Optimally Supporting IoT with Cell-Free Massive MIMO

TL;DR

This paper investigates optimizing IoT support using cell-free massive MIMO systems, proposing novel power control algorithms and neural network techniques for efficient uplink and downlink performance.

Contribution

It introduces new max-min power control algorithms and scalable neural network-based solutions for efficient resource management in cell-free massive MIMO IoT systems.

Findings

Uplink SINR approximation using large-scale fading coefficients.

Neural network-based power control reduces computation time by 30 times.
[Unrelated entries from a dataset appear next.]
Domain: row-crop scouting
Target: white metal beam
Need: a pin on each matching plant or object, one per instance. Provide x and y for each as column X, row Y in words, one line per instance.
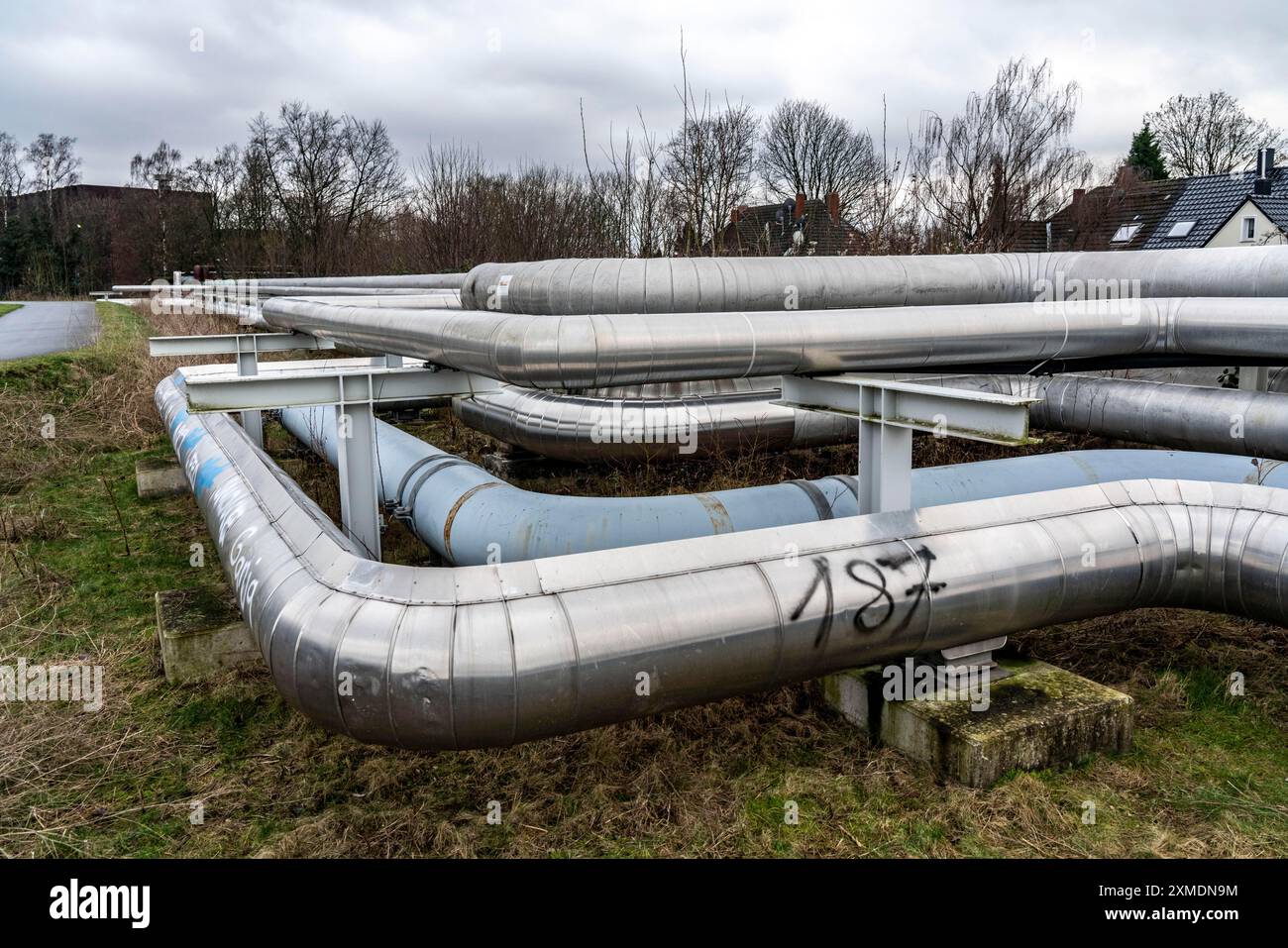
column 235, row 344
column 375, row 384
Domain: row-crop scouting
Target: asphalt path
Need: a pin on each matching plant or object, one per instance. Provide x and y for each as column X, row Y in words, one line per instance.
column 38, row 329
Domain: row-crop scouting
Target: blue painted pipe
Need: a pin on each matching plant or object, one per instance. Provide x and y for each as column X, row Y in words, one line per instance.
column 471, row 517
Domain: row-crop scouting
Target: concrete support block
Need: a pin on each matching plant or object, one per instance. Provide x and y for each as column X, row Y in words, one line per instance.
column 159, row 478
column 1037, row 716
column 516, row 463
column 201, row 635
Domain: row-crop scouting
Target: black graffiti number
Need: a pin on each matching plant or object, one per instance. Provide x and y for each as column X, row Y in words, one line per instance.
column 822, row 578
column 880, row 594
column 880, row 607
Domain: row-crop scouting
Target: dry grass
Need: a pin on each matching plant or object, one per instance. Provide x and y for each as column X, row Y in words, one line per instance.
column 1207, row 776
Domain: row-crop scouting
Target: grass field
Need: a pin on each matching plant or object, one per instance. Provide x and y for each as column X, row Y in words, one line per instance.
column 82, row 556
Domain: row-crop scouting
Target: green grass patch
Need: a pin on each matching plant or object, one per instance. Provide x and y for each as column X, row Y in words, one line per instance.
column 227, row 768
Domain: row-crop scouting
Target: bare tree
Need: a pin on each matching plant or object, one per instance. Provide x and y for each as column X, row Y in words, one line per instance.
column 12, row 176
column 219, row 178
column 375, row 183
column 1210, row 134
column 161, row 171
column 54, row 159
column 805, row 150
column 1004, row 161
column 631, row 191
column 885, row 214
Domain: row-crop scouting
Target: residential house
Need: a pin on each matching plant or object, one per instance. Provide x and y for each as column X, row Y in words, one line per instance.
column 805, row 227
column 1219, row 210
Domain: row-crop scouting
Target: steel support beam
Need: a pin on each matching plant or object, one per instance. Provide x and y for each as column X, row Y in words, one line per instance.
column 235, row 344
column 889, row 411
column 297, row 389
column 360, row 484
column 248, row 366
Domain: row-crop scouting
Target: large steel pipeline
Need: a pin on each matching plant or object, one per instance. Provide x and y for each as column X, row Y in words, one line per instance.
column 412, row 281
column 709, row 285
column 1150, row 412
column 606, row 425
column 496, row 655
column 614, row 424
column 576, row 352
column 471, row 517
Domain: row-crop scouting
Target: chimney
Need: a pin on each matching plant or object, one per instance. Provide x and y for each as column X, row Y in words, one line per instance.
column 1265, row 171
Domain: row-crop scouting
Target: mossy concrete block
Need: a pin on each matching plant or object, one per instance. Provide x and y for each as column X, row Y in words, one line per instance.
column 1038, row 716
column 159, row 478
column 200, row 635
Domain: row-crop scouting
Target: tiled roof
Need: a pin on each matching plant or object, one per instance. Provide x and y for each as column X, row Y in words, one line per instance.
column 1211, row 201
column 1093, row 220
column 760, row 233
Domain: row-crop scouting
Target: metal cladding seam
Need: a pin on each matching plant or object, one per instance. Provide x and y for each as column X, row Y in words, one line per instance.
column 497, row 655
column 1150, row 412
column 722, row 283
column 443, row 500
column 575, row 352
column 583, row 427
column 591, row 427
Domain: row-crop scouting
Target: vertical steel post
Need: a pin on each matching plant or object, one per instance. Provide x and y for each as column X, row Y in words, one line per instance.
column 885, row 458
column 360, row 489
column 248, row 364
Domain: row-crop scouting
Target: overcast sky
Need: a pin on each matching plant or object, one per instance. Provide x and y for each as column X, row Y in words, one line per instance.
column 507, row 76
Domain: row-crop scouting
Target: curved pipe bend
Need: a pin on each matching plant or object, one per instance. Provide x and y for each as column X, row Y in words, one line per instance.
column 471, row 517
column 724, row 283
column 498, row 655
column 578, row 352
column 593, row 427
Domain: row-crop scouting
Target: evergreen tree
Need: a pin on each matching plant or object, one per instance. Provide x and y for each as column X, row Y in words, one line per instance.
column 1145, row 156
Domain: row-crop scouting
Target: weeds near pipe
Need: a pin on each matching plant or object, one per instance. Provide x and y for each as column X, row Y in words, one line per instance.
column 1207, row 777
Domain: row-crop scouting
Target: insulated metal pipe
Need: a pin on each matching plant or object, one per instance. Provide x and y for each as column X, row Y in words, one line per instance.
column 469, row 517
column 498, row 655
column 724, row 283
column 1150, row 412
column 653, row 427
column 691, row 419
column 599, row 351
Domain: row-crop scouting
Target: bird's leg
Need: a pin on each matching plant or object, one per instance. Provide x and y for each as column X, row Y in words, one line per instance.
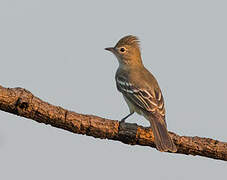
column 123, row 120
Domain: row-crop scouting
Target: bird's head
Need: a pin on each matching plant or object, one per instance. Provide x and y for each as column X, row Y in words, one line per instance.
column 127, row 50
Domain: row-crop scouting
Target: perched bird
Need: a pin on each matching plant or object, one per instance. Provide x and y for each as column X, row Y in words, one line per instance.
column 140, row 90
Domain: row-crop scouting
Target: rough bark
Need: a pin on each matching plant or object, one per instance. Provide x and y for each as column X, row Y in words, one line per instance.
column 21, row 102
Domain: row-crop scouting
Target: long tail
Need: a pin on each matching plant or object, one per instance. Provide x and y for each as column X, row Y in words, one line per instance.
column 162, row 139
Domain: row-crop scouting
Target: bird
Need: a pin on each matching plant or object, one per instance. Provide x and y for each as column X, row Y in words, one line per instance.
column 140, row 90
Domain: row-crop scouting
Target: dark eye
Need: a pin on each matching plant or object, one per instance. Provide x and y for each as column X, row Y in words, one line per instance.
column 122, row 49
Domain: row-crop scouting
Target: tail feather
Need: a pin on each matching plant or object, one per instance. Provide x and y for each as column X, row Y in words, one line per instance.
column 162, row 139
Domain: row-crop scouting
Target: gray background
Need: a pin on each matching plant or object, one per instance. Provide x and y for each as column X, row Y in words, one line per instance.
column 55, row 49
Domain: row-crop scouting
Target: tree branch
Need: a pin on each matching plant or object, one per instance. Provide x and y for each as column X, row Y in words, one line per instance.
column 23, row 103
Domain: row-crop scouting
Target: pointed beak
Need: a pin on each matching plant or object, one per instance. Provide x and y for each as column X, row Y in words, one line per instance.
column 111, row 49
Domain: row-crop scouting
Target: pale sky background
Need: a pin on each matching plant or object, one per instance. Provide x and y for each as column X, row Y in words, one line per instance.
column 55, row 49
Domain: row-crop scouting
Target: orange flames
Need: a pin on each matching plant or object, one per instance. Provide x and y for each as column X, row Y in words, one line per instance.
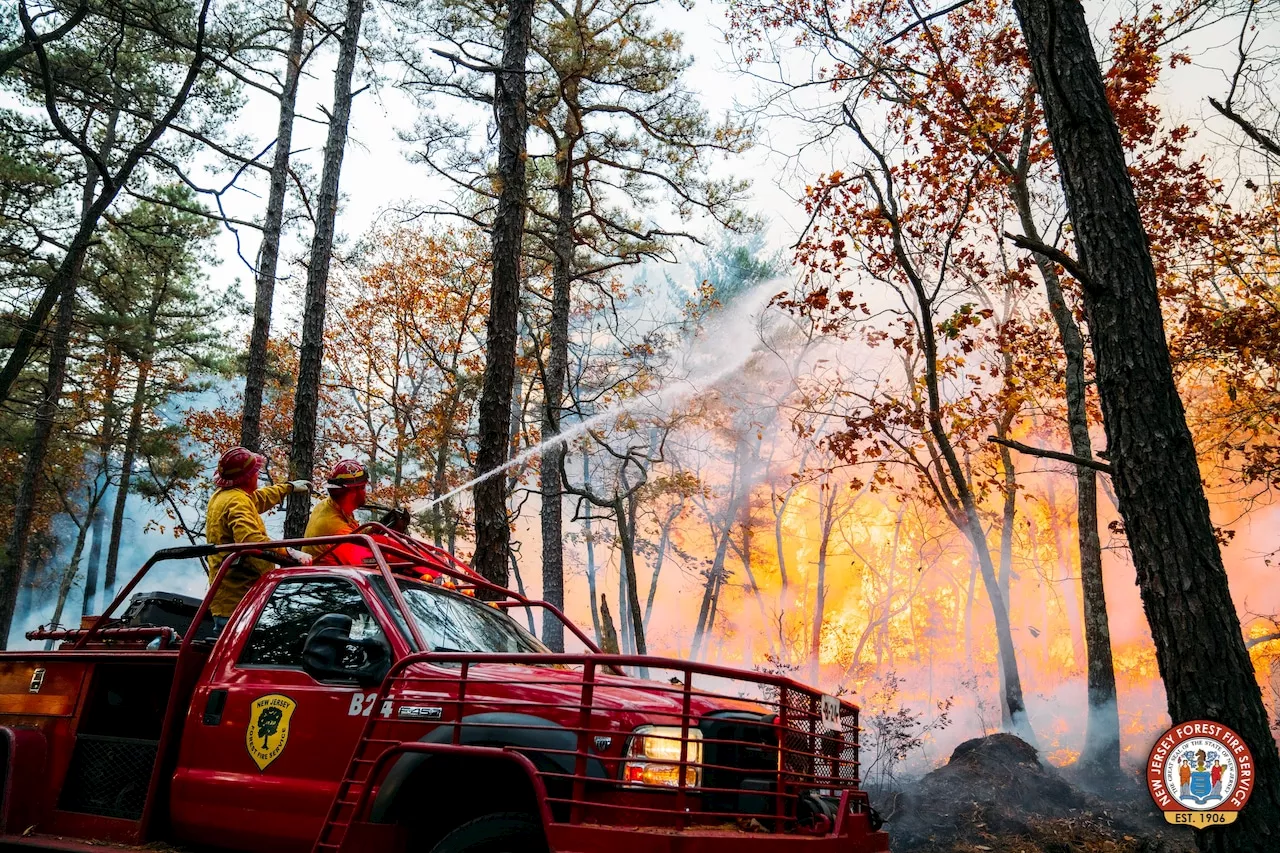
column 896, row 600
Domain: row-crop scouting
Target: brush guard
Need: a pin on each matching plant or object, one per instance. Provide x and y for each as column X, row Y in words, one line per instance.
column 769, row 765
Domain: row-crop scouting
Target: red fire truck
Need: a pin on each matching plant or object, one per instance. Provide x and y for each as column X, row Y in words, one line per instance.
column 398, row 705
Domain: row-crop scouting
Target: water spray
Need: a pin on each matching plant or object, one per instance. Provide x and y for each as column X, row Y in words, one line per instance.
column 730, row 363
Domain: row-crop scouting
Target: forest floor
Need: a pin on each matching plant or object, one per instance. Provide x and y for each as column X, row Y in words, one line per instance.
column 996, row 796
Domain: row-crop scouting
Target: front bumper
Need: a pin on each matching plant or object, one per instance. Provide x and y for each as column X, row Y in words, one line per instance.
column 854, row 835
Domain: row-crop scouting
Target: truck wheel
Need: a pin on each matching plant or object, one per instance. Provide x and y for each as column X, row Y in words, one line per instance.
column 497, row 833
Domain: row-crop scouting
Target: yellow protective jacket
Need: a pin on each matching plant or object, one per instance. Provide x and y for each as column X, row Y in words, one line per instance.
column 234, row 515
column 328, row 520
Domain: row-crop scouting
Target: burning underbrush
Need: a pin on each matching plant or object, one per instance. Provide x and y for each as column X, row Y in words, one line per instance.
column 995, row 794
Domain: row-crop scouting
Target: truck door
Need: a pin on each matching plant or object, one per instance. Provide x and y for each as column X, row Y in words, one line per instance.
column 265, row 744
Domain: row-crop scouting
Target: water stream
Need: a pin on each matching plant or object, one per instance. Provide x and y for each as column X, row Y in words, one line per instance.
column 722, row 349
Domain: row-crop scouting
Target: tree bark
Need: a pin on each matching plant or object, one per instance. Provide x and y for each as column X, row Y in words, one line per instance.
column 1101, row 753
column 663, row 543
column 1180, row 575
column 306, row 401
column 13, row 561
column 826, row 519
column 106, row 439
column 273, row 223
column 132, row 438
column 553, row 393
column 493, row 536
column 68, row 579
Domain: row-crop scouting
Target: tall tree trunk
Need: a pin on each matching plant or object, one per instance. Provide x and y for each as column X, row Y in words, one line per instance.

Scalable NN algorithm for large networks, with acceptable sub-optimal performance.

Abstract

We study internet of things (IoT) systems supported by cell-free (CF) massive MIMO (mMIMO) with optimal linear channel estimation. For the uplink, we consider optimal linear MIMO receiver and obtain an uplink SINR approximation involving only large-scale fading coefficients using random matrix (RM) theory. Using this approximation we design several max-min power control algorithms that incorporate power and rate weighting coefficients to achieve a target rate with high energy efficiency. For the downlink, we consider maximum ratio (MR) beamforming. Instead of solving a complex quasi-concave problem for downlink power control, we employ a neural network (NN) technique to obtain comparable power control with around 30 times reduction in computation time. For large networks we proposed a different NN based power control algorithm. This algorithm is sub-optimal, but its big advantage is that it is scalable.